Hacktivists have formally launched their third wave of distributed-denial-of-service attacks on U.S. banking institutions.

See Also: Data Breach Battle Plans for Financial Services

On March 5, Izz ad-Din al-Qassam Cyber Fighters announced on the open forum Pastebin that banks and credit unions should brace for ongoing attacks beginning March 6.

"During running Operation Ababil Phase 3, like previous phases, a number of American banks will be hit by denial of service attacks three days a week, on Tuesday, Wednesday and Thursday during working hours," hacktivists claim in their most recent post.

And while experts have warned institutions of all asset sizes to maintain strong online guards, this newest wave of attacks is just starting to garner serious attention from community banks and credit unions. That's because smaller institutions, such as University Federal Credit Union and Patelco Credit Union, were among those hit during the hacktivists' second wave of attacks.

"The NCUA's warning has highlighted DDoS attacks as a concern worthy of consideration," says Richard Reinders, information security officer for Lake Trust Credit Union, a $1.5 billion non-profit institution based in Michigan. "It has provided needed attention to the issue, so the results from it so far are positive."

Reinders is referring to a recent alert from the National Credit Union Administration, which notes that DDoS attacks are often waged as tools of distraction to conceal fraud. "Credit unions should voluntarily file a Suspicious Activity Report if an attack impacts Internet service delivery, enables fraud, or compromises member information," the alert states. "DDoS attacks may also be paired with attempts to steal member funds or data."

Mixed Messages?

Still, one Midwest community bank executive, who asked not to be named, says as recently as January, smaller institutions were getting mixed messages about their need for concern. While regulators and banking associations such as the Financial Services Information Sharing and Analysis Center had issued warnings about DDoS attacks linked to fraud, federal investigators suggested hacktivists' attacks were the primary worry, the executive says.

"We spoke with the FBI a couple weeks ago about DDoS attacks on community banks, and they basically stated that the smaller community banks have not, and most likely will not, be targeted by DDoS attacks," the executive told BankInfoSecurity in early February, shortly after Izz ad-Din al-Qassam Cyber Fighters announced plans to halt its attacks. "They didn't feel banks our size and smaller needed to spend a lot of time and resources on this issue."

That perspective, however, has evolved among some executives since late January, when the attacks shifted and mid-tier institutions were among the hacktivists' new targets.
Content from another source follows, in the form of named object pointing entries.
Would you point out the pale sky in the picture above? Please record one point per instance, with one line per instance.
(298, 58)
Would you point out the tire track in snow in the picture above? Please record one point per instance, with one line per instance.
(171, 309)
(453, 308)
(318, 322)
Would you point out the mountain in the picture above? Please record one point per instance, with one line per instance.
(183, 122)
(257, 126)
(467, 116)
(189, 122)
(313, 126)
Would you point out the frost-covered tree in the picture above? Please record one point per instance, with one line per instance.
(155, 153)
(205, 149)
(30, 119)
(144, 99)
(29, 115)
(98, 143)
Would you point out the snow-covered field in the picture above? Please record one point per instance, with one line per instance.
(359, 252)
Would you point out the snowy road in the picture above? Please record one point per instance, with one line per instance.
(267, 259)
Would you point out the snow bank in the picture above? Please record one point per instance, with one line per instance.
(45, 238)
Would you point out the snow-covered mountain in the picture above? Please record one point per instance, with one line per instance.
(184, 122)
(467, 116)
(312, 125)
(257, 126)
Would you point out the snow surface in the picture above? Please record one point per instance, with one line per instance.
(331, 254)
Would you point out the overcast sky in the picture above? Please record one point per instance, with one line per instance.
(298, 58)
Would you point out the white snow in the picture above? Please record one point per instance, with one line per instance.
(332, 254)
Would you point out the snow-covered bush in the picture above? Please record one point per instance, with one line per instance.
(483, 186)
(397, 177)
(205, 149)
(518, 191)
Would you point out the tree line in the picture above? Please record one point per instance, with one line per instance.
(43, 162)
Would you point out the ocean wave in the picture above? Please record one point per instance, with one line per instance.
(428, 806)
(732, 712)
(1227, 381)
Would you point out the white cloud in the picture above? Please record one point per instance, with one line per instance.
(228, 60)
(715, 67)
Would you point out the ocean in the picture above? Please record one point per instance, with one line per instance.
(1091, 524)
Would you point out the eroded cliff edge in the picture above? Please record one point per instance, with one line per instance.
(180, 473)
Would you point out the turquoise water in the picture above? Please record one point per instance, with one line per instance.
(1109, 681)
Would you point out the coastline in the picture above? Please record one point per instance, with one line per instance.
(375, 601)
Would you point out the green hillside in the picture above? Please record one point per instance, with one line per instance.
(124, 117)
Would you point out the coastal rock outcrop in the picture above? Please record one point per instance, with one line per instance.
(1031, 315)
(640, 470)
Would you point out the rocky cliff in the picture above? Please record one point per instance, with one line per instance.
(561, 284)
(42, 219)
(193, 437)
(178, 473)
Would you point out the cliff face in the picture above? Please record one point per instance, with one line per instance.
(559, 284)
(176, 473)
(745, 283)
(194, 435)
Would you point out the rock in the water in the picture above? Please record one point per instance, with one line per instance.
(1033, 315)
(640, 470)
Reinders says credit unions are heeding regulators' warnings. "Credit unions are definitely talking about it, but it seems there is some hesitancy to discuss specifically what they do at this point."

Phase 3

Experts say banking institutions should do more of the same to prepare for this newest wave of attacks. The lessons learned during phase one, which hit in September and October, taught the industry how to collaborate and brace. Strikes waged against them during phase two, which hit in December and January, were less tasking for that reason, says Rodney Joffe, senior technologist for online security provider Neustar Inc.

In addition to sharing information about the attacks suffered, financial institutions have been more closely collaborating with Internet service providers to scrub and block traffic. Some also have implemented measures to turn off access to certain parts of their online sites, such as search functions, when DDoS activity is detected. These precautions, and others, have helped ensure sites are not completely taken offline by an attack, experts say.